Data Structure & Algorithm Takeaway: Binary Tree

What is a binary tree?

A binary tree is a special type of tree in which each node has at most two children, referred to as the left child and the right child.

What shapes can a binary tree take?

A binary tree can take various shapes, including:

Full binary tree: Every node has 0 or 2 children.
Complete binary tree: All levels are fully filled except possibly for the last level, which is filled from left to right.
Perfect binary tree: All internal nodes have two children and all leaf nodes are at the same level.

Full, complete and perfect binary tree. (Source: StackOverFlow)

Balanced binary tree: The height of the left and right subtrees of any node differ by at most one.
Skewed tree: All nodes have only one child, either left or right.
Degenerate (or pathological) tree: Each parent node has only one child, resembling a linked list.

How is a binary tree stored in memory (RAM)?

Linked binary tree representation. (Source: GeeksForGeeks)

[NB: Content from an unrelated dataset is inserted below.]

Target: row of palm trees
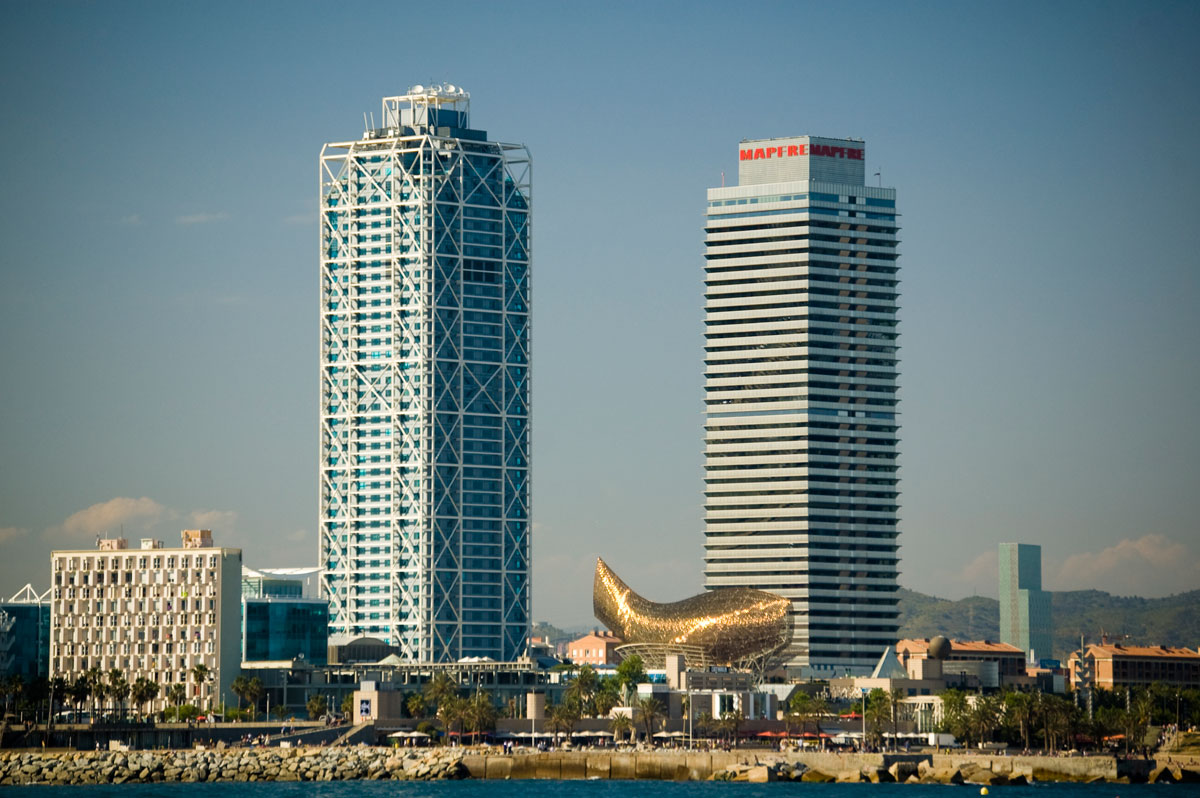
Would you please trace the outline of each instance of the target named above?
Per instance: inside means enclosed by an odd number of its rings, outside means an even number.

A binary tree is typically stored in memory using a combination of nodes and pointers. Each node contains three parts: the data part, which stores the actual value of the node, and two pointer parts, which store the addresses of the left and right children. The root node is the topmost node in the tree, and each child node can have its own children, forming a hierarchical structure. The last nodes in the tree, called leaf nodes, do not have any children and their left and right pointers are set to null. This pointer-based representation for binary tree is called linked binary tree.

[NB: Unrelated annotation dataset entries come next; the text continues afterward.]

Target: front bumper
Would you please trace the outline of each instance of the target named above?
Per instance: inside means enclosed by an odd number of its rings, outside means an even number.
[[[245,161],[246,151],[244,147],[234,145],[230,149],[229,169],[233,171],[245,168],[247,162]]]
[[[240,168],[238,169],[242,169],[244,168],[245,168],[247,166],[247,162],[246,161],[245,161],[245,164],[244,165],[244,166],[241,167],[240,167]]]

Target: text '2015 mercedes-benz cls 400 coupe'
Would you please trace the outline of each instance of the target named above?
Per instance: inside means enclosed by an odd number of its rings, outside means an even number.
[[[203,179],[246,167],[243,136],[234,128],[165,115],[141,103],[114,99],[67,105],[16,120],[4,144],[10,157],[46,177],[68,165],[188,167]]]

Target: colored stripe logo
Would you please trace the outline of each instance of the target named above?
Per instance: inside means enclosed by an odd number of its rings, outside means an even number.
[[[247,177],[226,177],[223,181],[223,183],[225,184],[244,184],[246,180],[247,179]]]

Array-based binary tree representation. (Source: Enjoy Algorithms)

The binary tree can also be represented using an array, where the root node is stored at index 0, and for any node at index i, its left child is stored at index 2i + 1 and its right child is stored at index 2i + 2. This array representation is particularly useful for complete binary trees, where all levels are fully filled except possibly for the last level, which is filled from left to right. This is called array-based binary tree.

What are pros and cons of linked binary tree and array-based binary tree?

The linked binary tree allows for dynamic memory allocation, making it easier to insert and delete nodes. However, it requires additional memory for storing pointers and can lead to fragmentation in memory.

The array-based binary tree is more memory-efficient and allows for faster access to nodes using index calculations. However, when the tree is not complete, it can lead to wasted space in the array, especially for skewed trees.

Is there any requirement for the element? Why?

All elements in a binary tree can be of different data types, because each node contains pointers to its children, allowing for a flexible structure.

What are the main operations of a binary tree?

The basic operations of a binary tree include:

Searching for an element: $O (n)$ in the worst case (when the element is not present or is at a leaf node)
Inserting an element: $O (n)$ in the worst case (when inserting at a leaf node)
Deleting an element: $O (n)$ in the worst case (when deleting a leaf node)
Traversing all elements: $O (n)$
- Get the depth of the tree: $O (n)$
- Get the number of nodes in the tree: $O (n)$
- Get the number of leaf nodes in the tree: $O (n)$

How to traverse a binary tree?

An example of traversing a binary tree. (Source: GeeksForGeeks)

There are several different orders to traverse a binary tree:

Depth-First Search (DFS): This traversal method explores as far down a branch as possible before backtracking.
- In-order: In each subtree, visit the left child first, then the node itself, and finally the right child. This traversal order results in nodes being visited in ascending order for binary search trees.
- Pre-order: In each subtree, visit the node itself first, then the left child, and finally the right child. This traversal order is useful for creating a copy of the tree.
- Post-order: In each subtree, visit the left child first, then the right child, and finally the node itself. This traversal order is useful for deleting the tree.
Breadth-First Search (BFS): Traverse the tree level by level from top to bottom and left to right (also called level-order)

How to implement traversing a binary tree in Python?

Traversing a binary tree is essentially a special case of graph traversal, which uses DFS and BFS. The DFS algorithms can be implemented using recursion or using a stack data structure. The BFS algorithm can be implemented using a queue data structure.

Visiting nodes in binary trees seems very tedious, is there any way to simplify it?

There is a way to linearise a binary tree into a 1D sequence, which is called threaded binary tree. It still maintains the tree structure, but adds additional threads to the predecessor and successor of each node, allowing for easier traversal without using a stack or recursion.

First of all, the binary tree must be stored as a linked representation. Second, threaded binary tree only supports DFS order, that is in-order, pre-order, and post-order threaded binary trees.

Threaded binary tree is constructed when traversing the binary tree. We take in-order threaded binary tree as an example. When visiting a node, if its left child is null, we create a thread from the node to its predecessor; if its right child is null, we create a thread from the node to its in-order successor. It is not necessary to create a thread if it has a left or right child, because the predecessor or successor is already the left or right child.

Now we can see, a node’s left pointer can point to either its left child or its predecessor, and its right pointer can point to either its right child or its successor. We can simply use two boolean flags in each node to indicate whether the left or right pointer is a thread or a child pointer.

The tree with threads to the predecessors or successors only is called single threaded binary tree, and both predecessor and successor are called double threaded binary tree.